In his 1977 Turing Award lecture, Backus set forth what he considered to be the need to switch to a different philosophy in programming language design:
Programming languages appear to be in trouble. Each successive language incorporates, with a little cleaning up, all the features of its predecessors plus a few more. [...] Each new language claims new and fashionable features... but the plain fact is that few languages make programming sufficiently cheaper or more reliable to justify the cost of producing and learning to use them.

He designed FP to be the first programming language to specifically support the function-level programming style.

A function-level program is variable-free (cf. point-free programming), since program variables, which are essential in value-level definitions, are not needed in function-level programs.

== Introduction ==
In the function-level style of programming, a program is built directly from programs that are given at the outset, by combining them with program-forming operations or functionals. Thus, in contrast with the value-level approach that applies the given programs to values to form a succession of values culminating in the desired result value, the function-level approach applies program-forming operations to the given programs to form a succession of programs culminating in the desired result program.

As a result, the function-level approach to programming invites study of the space of programs under program-forming operations, looking to derive useful algebraic properties of these program-forming operations. The function-level approach offers the possibility of making the set of programs a mathematical space by emphasizing the algebraic properties of the program-forming operations over the space of programs.
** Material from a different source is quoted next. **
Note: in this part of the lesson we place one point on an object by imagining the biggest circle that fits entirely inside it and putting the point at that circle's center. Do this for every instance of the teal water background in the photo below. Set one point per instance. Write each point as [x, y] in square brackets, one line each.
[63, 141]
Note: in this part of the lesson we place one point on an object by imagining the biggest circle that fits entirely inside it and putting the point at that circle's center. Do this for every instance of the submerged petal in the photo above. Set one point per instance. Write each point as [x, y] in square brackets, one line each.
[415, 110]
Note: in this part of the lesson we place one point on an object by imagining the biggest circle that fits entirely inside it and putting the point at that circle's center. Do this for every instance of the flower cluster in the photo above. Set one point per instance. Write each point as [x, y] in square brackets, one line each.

Another potential advantage of the function-level view is the ability to use only strict functions and thereby have bottom-up semantics, which are the simplest kind of all. Yet another is the existence of function-level definitions that are not the lifted (that is, lifted from a lower value-level to a higher function-level) image of any existing value-level one: these (often terse) function-level definitions represent a more powerful style of programming not available at the value-level.

==Contrast to functional programming==
When Backus studied and publicized his function-level style of programming, his message was mostly misunderstood as supporting the traditional functional programming style languages instead of his own FP and its successor FL.

Backus calls functional programming applicative programming; his function-level programming is a particular, constrained type.

A key distinction from functional languages is that Backus' language has the following hierarchy of types:
- atoms
- functions, which take atoms to atoms
- Higher-order functions (which he calls "functional forms"), which take one or two functions to functions
...and the only way to generate new functions is to use one of the functional forms, which are fixed: you cannot build your own functional form (at least not within FP; you can within FFP (Formal FP)).

This restriction means that functions in FP are a module (generated by the built-in functions) over the algebra of functional forms, and are thus algebraically tractable. For instance, the general question of equality of two functions is equivalent to the halting problem, and is undecidable, but equality of two functions in FP is just equality in the algebra, and thus (Backus imagines) easier.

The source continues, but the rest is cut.